Federica: We mentioned at the beginning of the podcast how much the topic of race and ethnicity has been particularly the centre of attention in the past year. What does the research say about this specific aspect?
Richard: Yeah. As you mentioned at the beginning, this has clearly been an important topic in the last year. And if we focus on the US – which I think in some ways has been at the centre of the debate – we do see quite clear differences between how black Americans, Hispanic Americans and white Americans think the news media covers people like them. So, in short, while white Americans think that the news media covers people like them fairly on the whole, both black Americans and Hispanic Americans say the opposite with their net perceived fairness score of -13 in both cases.
On regional differences ↑
Federica: In the report, you also talk about how different geographic regions perceive the coverage of their area being unfair. What can you tell us about that?
Richard: That’s right. For this, we looked at the UK, the US and Germany. And we do see some differences between perceived fairness scores between different regions within those countries. So, in the UK, people are more likely to think that where they live is covered fairly by the news media if they live in London and the South of England. Whereas, if you look at Germany, some of the Eastern German states – people are actually less likely if they live in these states to think that where they live is covered fairly as compared to the rest of Germany. And in the US, attitudes towards the news media coverage are more positive among people who live on either the East coast or the West coast. But if we look at people who live further inland then the attitude starts to cool and the net fairness ratings are lower.
On reasons behind the differences ↑
Federica: This is so interesting. You mentioned at the beginning there are many different reasons for people thinking – and this is about asking people’s perceptions – so many different reasons for thinking of people – their age, gender, political views, geographic region – are covered fairly or not. Have you found any possible factors that you can explain to us as influencing this perception of fairness?

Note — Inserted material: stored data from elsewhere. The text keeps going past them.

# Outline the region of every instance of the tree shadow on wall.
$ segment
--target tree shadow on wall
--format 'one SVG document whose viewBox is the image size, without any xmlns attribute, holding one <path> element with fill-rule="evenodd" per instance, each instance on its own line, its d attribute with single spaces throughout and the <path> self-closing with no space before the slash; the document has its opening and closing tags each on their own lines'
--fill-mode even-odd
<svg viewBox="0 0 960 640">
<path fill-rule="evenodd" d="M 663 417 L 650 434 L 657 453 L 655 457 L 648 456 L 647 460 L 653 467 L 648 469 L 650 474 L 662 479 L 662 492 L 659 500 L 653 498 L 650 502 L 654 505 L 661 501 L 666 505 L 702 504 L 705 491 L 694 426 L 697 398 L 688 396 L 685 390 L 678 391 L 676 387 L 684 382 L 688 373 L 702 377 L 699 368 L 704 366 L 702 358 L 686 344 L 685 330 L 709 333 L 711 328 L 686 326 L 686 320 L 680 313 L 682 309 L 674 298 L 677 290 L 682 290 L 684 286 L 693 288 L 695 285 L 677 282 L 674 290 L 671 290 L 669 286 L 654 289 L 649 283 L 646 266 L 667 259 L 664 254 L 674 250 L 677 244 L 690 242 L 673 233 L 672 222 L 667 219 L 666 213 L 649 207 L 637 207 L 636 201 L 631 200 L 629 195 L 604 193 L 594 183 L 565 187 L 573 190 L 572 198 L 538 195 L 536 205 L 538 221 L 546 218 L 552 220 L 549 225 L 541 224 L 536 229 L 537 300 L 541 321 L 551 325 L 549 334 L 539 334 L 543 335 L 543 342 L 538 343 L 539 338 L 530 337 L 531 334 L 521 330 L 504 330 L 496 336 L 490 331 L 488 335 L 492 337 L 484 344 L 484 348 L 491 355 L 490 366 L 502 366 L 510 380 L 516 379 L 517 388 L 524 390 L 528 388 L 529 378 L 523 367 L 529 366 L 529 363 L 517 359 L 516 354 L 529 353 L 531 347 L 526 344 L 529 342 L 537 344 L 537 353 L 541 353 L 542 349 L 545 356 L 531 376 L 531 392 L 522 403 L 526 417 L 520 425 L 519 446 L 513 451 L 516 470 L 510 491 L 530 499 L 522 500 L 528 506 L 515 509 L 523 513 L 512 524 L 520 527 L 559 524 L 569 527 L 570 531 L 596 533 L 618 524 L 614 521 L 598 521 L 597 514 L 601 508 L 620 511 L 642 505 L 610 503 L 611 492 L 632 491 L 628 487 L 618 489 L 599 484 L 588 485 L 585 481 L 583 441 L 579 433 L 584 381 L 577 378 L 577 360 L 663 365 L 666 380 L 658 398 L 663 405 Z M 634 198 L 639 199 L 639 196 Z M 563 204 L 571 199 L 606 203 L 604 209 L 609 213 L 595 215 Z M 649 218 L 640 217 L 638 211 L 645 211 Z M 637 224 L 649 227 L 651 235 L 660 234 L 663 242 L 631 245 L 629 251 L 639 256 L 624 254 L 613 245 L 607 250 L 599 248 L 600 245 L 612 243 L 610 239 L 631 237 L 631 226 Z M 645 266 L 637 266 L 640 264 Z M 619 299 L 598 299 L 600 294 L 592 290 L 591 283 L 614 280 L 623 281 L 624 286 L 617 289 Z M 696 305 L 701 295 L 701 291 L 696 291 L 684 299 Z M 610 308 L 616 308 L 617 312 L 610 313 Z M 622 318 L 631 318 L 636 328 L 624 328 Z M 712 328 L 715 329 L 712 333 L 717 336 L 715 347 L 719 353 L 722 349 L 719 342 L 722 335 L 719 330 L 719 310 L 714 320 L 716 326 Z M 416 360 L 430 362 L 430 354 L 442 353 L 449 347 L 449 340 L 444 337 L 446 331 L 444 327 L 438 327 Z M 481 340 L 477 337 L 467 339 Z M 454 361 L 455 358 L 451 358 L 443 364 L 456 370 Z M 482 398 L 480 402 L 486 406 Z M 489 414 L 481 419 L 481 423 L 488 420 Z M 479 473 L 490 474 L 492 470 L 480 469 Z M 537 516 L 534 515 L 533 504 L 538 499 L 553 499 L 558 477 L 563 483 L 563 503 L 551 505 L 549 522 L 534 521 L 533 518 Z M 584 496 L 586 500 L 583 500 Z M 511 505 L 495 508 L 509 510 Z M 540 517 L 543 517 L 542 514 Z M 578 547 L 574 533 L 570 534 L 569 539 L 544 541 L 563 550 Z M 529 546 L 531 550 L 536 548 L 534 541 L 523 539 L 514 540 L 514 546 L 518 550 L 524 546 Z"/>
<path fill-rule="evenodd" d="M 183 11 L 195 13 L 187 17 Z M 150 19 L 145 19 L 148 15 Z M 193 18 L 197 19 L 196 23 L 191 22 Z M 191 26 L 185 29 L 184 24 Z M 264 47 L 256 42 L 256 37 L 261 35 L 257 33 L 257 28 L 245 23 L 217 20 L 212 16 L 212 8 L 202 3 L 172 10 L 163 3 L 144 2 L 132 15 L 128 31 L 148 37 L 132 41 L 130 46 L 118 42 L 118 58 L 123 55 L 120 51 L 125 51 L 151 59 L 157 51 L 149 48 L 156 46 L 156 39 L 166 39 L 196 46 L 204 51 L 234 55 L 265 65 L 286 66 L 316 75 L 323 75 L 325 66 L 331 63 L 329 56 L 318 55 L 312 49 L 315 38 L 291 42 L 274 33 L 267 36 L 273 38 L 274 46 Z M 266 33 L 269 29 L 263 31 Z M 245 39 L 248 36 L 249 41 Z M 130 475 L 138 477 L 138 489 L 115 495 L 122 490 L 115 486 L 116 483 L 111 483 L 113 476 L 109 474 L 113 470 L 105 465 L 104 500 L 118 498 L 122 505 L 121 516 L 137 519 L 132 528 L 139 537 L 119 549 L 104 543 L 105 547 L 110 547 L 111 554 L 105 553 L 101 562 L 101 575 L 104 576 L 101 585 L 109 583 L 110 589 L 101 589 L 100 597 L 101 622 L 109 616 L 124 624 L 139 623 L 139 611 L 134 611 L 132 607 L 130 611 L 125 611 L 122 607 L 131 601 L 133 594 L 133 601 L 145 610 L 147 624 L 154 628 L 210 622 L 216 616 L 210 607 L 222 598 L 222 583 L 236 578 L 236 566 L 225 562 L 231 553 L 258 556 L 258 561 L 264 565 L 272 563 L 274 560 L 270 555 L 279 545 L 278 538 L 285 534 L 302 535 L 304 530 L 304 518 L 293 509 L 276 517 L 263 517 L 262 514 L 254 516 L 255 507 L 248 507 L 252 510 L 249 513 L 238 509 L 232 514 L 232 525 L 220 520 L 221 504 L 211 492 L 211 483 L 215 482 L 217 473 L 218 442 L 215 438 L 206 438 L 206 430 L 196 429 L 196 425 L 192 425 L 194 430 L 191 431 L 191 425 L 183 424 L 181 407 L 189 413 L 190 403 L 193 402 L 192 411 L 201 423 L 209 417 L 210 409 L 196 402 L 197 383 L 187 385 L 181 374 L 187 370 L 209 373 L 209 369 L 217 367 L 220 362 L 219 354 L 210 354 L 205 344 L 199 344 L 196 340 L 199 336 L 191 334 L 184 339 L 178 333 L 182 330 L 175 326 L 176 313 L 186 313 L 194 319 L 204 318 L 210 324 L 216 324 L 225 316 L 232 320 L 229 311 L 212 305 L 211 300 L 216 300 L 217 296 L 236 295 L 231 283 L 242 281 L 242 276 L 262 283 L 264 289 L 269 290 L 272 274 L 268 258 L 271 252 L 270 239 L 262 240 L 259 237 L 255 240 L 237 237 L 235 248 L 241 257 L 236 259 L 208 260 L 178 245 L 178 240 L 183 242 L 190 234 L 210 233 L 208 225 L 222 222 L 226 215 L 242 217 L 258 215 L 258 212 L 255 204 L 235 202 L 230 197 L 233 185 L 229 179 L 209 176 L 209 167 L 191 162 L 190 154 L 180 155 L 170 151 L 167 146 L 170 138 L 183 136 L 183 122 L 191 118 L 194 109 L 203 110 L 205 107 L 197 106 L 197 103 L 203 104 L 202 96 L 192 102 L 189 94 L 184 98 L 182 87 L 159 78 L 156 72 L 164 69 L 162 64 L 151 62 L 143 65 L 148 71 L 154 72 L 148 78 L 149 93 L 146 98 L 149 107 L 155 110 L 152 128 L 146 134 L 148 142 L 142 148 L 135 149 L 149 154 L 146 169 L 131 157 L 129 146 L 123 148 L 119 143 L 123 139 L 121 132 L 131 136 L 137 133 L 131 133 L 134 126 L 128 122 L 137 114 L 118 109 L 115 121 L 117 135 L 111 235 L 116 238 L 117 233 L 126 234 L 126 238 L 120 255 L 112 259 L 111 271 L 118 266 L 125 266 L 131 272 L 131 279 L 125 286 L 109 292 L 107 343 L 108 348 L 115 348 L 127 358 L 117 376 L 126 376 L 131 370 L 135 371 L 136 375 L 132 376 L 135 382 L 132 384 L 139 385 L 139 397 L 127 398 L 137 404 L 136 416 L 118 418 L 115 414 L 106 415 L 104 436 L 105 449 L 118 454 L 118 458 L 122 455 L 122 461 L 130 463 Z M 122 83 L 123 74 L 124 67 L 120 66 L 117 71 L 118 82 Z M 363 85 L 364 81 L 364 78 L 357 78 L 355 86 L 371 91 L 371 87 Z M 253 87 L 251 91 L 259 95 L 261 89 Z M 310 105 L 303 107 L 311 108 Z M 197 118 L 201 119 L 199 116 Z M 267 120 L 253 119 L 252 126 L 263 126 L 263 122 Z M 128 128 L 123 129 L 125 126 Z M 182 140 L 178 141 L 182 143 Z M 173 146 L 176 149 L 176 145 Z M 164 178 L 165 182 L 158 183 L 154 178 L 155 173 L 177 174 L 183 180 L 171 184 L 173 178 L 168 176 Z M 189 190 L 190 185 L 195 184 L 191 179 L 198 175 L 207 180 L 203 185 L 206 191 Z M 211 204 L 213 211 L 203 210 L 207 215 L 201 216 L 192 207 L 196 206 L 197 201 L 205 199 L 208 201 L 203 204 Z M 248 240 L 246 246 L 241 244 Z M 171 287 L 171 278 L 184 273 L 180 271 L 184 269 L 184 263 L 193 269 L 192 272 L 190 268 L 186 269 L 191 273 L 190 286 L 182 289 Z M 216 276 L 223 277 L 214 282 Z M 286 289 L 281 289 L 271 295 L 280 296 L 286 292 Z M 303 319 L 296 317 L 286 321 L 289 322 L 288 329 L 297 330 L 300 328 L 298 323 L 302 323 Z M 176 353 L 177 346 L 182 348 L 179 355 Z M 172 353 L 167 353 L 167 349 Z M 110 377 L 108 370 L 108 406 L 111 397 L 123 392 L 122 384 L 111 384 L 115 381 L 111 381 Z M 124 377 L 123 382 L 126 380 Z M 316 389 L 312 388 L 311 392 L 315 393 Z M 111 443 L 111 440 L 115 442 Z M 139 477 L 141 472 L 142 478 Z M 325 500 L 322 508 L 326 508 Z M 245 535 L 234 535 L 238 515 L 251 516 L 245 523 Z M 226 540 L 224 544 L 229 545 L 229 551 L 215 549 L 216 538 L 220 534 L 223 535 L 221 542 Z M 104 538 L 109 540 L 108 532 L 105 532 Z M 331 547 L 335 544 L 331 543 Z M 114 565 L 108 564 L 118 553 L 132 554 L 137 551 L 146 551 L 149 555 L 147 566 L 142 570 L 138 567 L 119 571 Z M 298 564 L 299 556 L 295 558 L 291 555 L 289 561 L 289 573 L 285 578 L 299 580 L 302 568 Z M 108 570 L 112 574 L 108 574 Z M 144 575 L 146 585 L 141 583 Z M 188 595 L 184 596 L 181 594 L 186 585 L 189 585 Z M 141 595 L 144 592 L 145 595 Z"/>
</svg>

Richard: Yeah. I think it’s a complex picture and I think there are likely to be many different factors at play and these will be different depending on which aspect of news coverage you look at. I think this is something we want to look at in the future in more detail. But one factor that we did look at this year that seems to be important is the perceived volume of news coverage that different topics get. So if people think that a specific aspect of their lives – including some of those I mentioned earlier – does not receive enough news coverage then they’re more likely to think it’s covered unfairly compared to if, for example, they think the amount of news coverage something receives is about right. So I think that’s suggesting that the perceived volume of coverage affects whether people think they’re covered fairly or unfairly.
On trust and fairness ↑
Federica: Lastly Richard, I wanted to ask you about if there is a link between the perception of fairness of coverage and the general levels of trust in news? As we’ve seen in this year’s report, that level of trust in news is going up a bit compared to the previous year. Is there a link?

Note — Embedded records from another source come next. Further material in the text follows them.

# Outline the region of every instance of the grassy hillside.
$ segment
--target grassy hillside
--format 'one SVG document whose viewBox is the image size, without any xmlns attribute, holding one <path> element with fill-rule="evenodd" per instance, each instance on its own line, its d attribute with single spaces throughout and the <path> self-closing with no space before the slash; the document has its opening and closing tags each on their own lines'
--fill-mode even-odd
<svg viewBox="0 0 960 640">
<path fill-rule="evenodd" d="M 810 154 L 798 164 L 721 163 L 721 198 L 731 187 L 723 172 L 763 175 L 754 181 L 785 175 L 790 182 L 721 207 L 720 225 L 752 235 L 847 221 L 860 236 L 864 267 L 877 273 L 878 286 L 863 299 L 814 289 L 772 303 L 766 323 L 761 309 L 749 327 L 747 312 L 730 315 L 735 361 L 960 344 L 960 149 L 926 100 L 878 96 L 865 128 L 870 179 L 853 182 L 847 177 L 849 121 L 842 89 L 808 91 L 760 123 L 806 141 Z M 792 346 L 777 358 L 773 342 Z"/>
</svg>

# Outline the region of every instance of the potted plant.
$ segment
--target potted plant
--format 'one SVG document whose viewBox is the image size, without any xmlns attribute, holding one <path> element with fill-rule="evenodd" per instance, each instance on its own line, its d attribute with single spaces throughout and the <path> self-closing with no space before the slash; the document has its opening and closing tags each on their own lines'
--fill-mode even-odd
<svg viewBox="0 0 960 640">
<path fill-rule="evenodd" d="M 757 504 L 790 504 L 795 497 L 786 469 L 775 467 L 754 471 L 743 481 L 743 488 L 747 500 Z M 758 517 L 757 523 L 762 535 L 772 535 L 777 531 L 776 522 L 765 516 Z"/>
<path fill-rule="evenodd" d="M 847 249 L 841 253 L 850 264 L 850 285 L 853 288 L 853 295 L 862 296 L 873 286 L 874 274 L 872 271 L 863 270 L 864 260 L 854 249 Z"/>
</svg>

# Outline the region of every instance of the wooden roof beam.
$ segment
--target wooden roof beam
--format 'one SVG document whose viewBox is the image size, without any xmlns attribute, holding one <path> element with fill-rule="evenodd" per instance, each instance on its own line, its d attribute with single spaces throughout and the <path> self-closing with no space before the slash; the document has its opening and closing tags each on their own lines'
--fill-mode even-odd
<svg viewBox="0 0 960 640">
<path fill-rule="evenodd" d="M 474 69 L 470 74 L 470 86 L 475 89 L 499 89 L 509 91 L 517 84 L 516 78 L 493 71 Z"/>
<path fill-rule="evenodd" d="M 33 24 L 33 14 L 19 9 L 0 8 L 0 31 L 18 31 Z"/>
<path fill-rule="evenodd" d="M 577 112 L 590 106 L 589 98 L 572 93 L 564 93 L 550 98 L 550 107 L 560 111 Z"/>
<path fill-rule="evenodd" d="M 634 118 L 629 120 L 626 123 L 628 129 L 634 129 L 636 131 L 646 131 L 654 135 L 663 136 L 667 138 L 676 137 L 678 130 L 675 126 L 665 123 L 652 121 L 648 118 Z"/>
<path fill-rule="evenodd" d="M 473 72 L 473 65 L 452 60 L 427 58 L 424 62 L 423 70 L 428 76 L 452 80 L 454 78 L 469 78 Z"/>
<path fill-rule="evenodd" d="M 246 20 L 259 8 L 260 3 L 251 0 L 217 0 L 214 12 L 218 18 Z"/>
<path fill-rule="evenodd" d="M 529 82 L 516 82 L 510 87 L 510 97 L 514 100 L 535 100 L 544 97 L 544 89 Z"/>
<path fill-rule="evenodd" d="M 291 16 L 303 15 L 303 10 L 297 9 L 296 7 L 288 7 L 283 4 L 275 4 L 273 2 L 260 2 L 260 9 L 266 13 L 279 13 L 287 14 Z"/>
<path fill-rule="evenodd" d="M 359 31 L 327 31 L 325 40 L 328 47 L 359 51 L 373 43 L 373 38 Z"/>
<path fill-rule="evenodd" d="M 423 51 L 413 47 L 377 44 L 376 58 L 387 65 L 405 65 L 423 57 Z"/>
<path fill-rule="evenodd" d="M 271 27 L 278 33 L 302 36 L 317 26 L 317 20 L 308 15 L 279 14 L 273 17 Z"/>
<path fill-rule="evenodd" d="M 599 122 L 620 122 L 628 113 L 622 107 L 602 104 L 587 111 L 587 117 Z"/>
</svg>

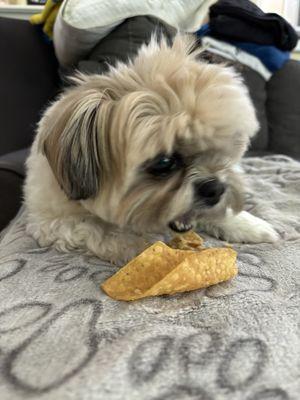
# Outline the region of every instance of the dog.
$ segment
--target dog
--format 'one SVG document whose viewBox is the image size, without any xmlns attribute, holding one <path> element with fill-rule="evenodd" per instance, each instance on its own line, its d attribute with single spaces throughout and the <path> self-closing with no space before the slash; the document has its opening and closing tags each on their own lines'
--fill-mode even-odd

Richard: I think conceptually it seems to make sense that perceptions of fairness in news coverage and trust in the news would overlap. So it’s not surprising that when we actually look at the data there are quite strong links between fairness perceptions and trust with those that think they’re covered fairly more likely to say that they trust most news most of the time. And I think this links back to the point at the beginning about how perceptions – even though they may not accurately reflect the nature of coverage – they can still be important to understand because they might have consequences for something like trust.